Now, during the day I still teach art, although it’s all graphic and web design- but I’m a potter at night, on weekends, and holidays. Potter’s hands take a lot of abuse from having them in water, not to mention the sanding effect of the grog in the clay, and the incredible drying effect of stoneware on the skin. So, to keep my hands ready to wedge pounds of clay, plunge into buckets of water, and grind over grog-filled stoneware on the potter’s wheel, today I follow my own rules and regulations about short fingernail length and polish-free nails.

 

PVC Photo booth

Setting up the photo booth was easy once I saw that post about using PVC pipe to create the structure.

Using my chop saw made quick work of cutting the pipe to the dimensions I needed; the 3-way fittings and elbows worked great to not only build the box but to make it stable. I draped a few yards of muslin over the top and sides, then stood a piece of matt board at the back. I ran a roll of tracing paper across the ‘floor’ of the booth and up and over the matt board – folded the paper over the top of the board to hold it securely in place, then left the paper uncut on the roll in the front of the booth so it could easily be replaced as needed. With a lamp placed outside the muslin ‘wall’ I was ready to shoot some pottery images. The whole task took about 20 minutes from start to finish. An added benefit is that the PVC is very lightweight which will make it easy to move and quick to disassemble and reassemble should I ever need to do so.

Pining for Porcelain

Lately I’ve been considering pottery work with porcelain. Mostly because the translucent characteristic of this clay body lends itself to all sorts of interesting outcomes. It’ll be trial and error for a while I’m sure, but therein lies the joy. Curiosity for how this medium will respond to various hand-building, printing, and wheel throwing techniques serves as the driving force.

The porcelain arrived quickly from the Ceramic Shop (Philadelphia, PA), so I tore open the box to check it out. From the outside of the bag the clay felt a little stiff, but from what I understand from YouTube videos, once the clay is well wedged, it softens up. I was careful to wash the surfaces, tools, sponges, buckets, and anything else that had previously come into contact with stoneware. Again, a YouTube video recommended washing tools, etc. so that no iron bits would contaminate the porcelain clay body.

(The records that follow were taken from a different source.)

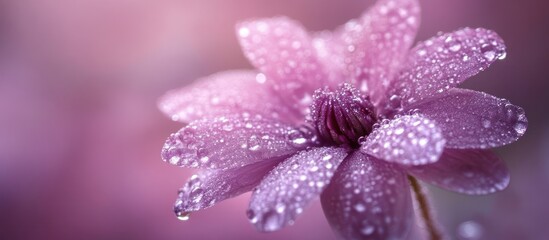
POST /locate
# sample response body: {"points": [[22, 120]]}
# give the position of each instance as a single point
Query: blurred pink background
{"points": [[80, 134]]}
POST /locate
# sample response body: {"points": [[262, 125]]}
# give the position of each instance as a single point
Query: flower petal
{"points": [[471, 119], [368, 198], [221, 94], [466, 171], [291, 186], [407, 140], [445, 61], [205, 189], [282, 49], [375, 45], [224, 143]]}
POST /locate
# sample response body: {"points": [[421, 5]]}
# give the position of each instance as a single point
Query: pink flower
{"points": [[344, 115]]}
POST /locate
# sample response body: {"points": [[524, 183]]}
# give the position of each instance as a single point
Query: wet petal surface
{"points": [[407, 140], [368, 198], [374, 46], [291, 186], [445, 61], [221, 94], [283, 51], [471, 119], [223, 143], [465, 171], [206, 188]]}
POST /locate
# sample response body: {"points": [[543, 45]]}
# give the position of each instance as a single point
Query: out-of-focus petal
{"points": [[466, 171], [283, 51], [291, 186], [374, 46], [206, 188], [368, 198], [471, 119], [221, 94], [223, 143], [445, 61], [407, 140]]}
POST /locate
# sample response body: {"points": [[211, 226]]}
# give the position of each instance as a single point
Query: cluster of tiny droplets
{"points": [[295, 70], [251, 139], [447, 60], [288, 189], [391, 139], [361, 197], [343, 116], [206, 188], [465, 125]]}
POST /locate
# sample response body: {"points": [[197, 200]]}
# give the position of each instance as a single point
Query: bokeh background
{"points": [[80, 133]]}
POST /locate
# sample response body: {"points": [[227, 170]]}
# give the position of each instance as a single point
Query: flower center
{"points": [[343, 116]]}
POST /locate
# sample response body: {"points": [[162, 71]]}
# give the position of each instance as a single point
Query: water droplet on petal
{"points": [[183, 216], [367, 230], [470, 230], [360, 207], [486, 123], [271, 221]]}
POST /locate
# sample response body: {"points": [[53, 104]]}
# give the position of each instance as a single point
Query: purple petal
{"points": [[471, 119], [445, 61], [291, 186], [205, 189], [407, 140], [375, 45], [282, 49], [368, 199], [465, 171], [224, 143], [221, 94]]}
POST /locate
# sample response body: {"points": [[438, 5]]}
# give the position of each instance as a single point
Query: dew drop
{"points": [[486, 123], [271, 221], [197, 194], [254, 148], [470, 230], [228, 127], [296, 138], [327, 157], [174, 160], [359, 207], [244, 32], [260, 78], [280, 208], [367, 230], [183, 216], [455, 47]]}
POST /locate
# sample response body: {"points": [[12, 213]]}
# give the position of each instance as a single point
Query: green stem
{"points": [[434, 233]]}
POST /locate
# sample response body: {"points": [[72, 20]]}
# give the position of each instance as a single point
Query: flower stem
{"points": [[434, 233]]}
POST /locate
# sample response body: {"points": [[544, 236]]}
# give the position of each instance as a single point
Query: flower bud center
{"points": [[343, 116]]}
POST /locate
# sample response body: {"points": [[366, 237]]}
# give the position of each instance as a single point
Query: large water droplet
{"points": [[296, 138], [470, 230], [359, 207], [228, 127], [520, 127], [183, 216], [197, 194], [486, 123], [271, 221], [367, 230]]}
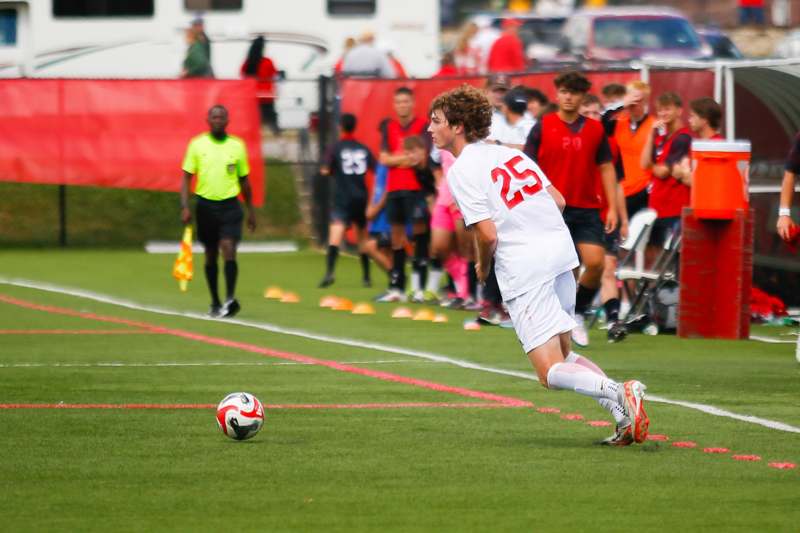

I used a brand-new wire cutting tool and wedged the porcelain on a heavy piece of clean cardboard, since my bamboo wedging table’s surface was thoroughly embedded with stoneware from previous wedging. With only a pound or so, tried throwing a little vessel with a tiny spout. The clay handled nicely, was very easy to center and form – left the bottom a bit thicker for trimming a nice foot. Next, I threw a little one pound bowl and tried to make the walls as thin as I could without risking collapse. Again, I kept the base thicker so I could trim a deep foot.